鼻息を荒くするイオリを見て、向かいに腰掛けるナナリーゼは相変わらず淡々と、但し多少の同情と共に困り顔を浮かべた。
「それは……災難でしたね。いえ、相手が悪かった、と言うべきでしょうか……言ってみれば、お兄様はアスクタート先生にとって政敵ですから」
政敵――つまり、政治上の敵。ナナリーゼが口にしたその単語の意味を図りかねて、イオリが「どういうことだ?」と首を捻るとナナリーゼは口を開いた。

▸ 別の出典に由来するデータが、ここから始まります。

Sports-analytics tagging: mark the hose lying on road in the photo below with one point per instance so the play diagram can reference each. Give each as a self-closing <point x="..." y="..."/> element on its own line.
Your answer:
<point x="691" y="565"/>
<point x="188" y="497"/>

「アスクタート先生は四大貴族の一家、アスクタート家のご出身です。そして、アスクタート家はペルケルズ公の派閥――排外派に属しています。そのペルケルズ公は今回の魔王候補選定戦に、同じ四大貴族であるディルヴィアン家の嫡子、トルナス・ディルヴィアンを推している……ここまで言えばわかりますか?」
つまり、あのネフラ・アスクタートと言う教師は、トルナス・ディルヴィアンを応援する味方と言うことらしい。最悪だと言う言葉以上に、今のイオリの感情を表現できる言葉は無いだろう。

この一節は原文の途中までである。